Sala 001.08
En la década de 1980 surge una corriente de pensamiento feminista que se muestra cansada de los debates anteriores sobre la diferencia sexual entre hombres y mujeres: solo servían, según el análisis, para acentuar la discriminación por sexo y el reparto de los roles atribuidos a cada uno de ellos. Se desconfía de la categoría «género» asociada a rasgos biológicos y se entiende la identidad como una construcción social y performativa. Teóricas como Donna Haraway o Judith Butler marcarán las prácticas artísticas de una generación que busca desarrollar con su trabajo una política subversiva feminista.
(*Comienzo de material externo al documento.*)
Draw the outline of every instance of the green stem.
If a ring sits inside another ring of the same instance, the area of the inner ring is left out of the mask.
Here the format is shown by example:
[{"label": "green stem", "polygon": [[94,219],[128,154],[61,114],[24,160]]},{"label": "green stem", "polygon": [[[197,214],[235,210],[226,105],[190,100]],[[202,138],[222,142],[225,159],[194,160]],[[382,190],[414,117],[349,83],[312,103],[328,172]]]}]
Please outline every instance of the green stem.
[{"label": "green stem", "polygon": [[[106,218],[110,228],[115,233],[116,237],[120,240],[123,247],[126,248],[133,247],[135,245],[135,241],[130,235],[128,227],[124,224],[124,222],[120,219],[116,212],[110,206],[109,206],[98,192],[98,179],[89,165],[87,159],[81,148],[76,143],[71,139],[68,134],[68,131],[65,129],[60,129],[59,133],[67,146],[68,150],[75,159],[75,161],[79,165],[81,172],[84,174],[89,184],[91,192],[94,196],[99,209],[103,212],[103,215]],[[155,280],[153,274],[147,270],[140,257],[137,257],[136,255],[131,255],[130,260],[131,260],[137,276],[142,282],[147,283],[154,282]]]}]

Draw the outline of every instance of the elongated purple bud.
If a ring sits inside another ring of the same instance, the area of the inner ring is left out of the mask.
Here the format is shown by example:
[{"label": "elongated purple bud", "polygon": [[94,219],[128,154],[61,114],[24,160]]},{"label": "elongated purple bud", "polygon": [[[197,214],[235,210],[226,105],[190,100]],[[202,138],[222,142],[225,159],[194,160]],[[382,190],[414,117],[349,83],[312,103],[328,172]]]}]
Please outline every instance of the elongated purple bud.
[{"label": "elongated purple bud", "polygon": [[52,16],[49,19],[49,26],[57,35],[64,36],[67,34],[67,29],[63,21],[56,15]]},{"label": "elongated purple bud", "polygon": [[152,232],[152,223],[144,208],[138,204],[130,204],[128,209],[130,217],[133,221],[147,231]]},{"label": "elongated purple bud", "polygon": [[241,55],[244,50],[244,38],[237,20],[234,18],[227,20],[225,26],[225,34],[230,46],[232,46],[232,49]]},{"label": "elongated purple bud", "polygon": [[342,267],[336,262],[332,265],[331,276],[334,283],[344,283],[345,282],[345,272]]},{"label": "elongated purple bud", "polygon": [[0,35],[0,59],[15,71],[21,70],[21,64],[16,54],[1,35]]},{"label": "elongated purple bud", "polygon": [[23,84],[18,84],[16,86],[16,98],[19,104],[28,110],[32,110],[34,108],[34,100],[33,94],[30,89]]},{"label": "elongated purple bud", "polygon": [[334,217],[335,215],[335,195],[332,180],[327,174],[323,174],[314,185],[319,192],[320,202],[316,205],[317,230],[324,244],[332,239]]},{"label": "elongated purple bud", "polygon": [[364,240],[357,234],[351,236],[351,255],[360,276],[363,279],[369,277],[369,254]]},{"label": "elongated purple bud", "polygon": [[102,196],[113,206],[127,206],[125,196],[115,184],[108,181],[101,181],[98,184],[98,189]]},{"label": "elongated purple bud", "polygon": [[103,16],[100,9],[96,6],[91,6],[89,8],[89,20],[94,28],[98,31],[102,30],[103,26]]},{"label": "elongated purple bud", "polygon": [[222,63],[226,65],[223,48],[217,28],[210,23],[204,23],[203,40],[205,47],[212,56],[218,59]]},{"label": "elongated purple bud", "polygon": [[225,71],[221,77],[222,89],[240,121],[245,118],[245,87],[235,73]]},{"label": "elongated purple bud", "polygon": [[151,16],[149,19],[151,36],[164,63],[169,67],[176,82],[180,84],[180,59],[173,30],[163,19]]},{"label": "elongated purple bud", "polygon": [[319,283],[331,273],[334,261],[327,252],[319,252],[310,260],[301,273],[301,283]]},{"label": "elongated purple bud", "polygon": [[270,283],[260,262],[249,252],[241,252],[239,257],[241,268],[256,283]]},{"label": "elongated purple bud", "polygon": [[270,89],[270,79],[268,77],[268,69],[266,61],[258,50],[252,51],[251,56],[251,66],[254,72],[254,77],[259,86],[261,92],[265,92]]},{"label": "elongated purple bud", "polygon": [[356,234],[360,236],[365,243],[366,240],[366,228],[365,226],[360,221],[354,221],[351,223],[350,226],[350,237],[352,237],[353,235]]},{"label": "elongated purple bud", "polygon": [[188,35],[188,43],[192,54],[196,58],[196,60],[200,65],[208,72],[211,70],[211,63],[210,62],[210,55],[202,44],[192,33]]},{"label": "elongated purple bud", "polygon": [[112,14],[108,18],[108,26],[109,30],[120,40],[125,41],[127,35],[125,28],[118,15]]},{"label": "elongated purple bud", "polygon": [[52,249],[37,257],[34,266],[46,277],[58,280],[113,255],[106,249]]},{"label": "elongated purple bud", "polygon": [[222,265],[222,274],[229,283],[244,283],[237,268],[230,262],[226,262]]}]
Liliana Maresca y Marcia Schvartz pertenecen al mismo contexto, la Argentina de finales de la dictadura cívico militar (1976-1983) y la época posterior. En concreto, las esculturas de Maresca remiten a la violencia del pasado reciente, pero también a la llamada vital para la formación de una nueva sociedad dispuesta a cambiar el presente, a sustituir el cuerpo torturado por un cuerpo erótico y crítico, haciendo especial referencia a la liberación sexual femenina. Sus ensamblajes no constituyen obras cerradas, no son concebidas como objetos estáticos, sino que son activados, manipulados y modificados mediante la relación física o emocional de quien las usa, como si se tratara de un ritual de transformación.
Esta dimensión performativa también aparece en la obra de Schvartz en forma de títeres, escenografías e intervenciones urbanas. Es el caso de Doña Concha (1981), obra realizada en Barcelona durante los años que permanece en el exilio. Lo grotesco como espejo deformante de la realidad es una constante del teatro argentino, una estrategia poética tomada por Schvartz desde una mirada feminista e irónica.
Según Butler, la feminidad resulta una ficción imaginaria y reguladora. En A manifesto for cyborgs: science, technology and socialist feminism in the 1980s Haraway considera que la enfermedad es un lenguaje; el cuerpo, una representación, y la medicina, una práctica política. Estas ideas influyeron en la obra de Victoria Gil. Sus bocas, orificios del cuerpo femenino e icónicas máquinas de deseo, son transformadas en carne y herida. Del mismo modo, Jo Spence utiliza la fotografía teatralizada como lenguaje para la autorrepresentación y para enfrentar al espectador con cuestiones como la enfermedad o el trauma, desde el humor.
Ulrike Ottinger en su particular Orlando (1981) —revisión libre de la novela de Virginia Woolf—, articula a través de su protagonista transgénero, un imaginario freak y teatral, que hace evidente la puesta en escena de la idea de «diferencia». Los prejuicios, la crueldad, incluso la locura, que marcan la historia de la humanidad, son representados por Ottinger con una estética de resistencia a la regulación de los cuerpos aceptados socialmente.
Estas artistas encarnan identidades múltiples y difusas, identidades cíborgs, definidas por Haraway como mitad humanas, mitad máquina o mitad animal: los simios de Guerrilla Girls, los cuerpos astrales de Maruja Mallo, etc. El cíborg busca disolver el género, desnaturalizar lo biológico y apostar por la tecnología, la prótesis, la mascarada, lo grotesco y el humor, constituyendo en ese momento estrategias poéticas para la emancipación feminista.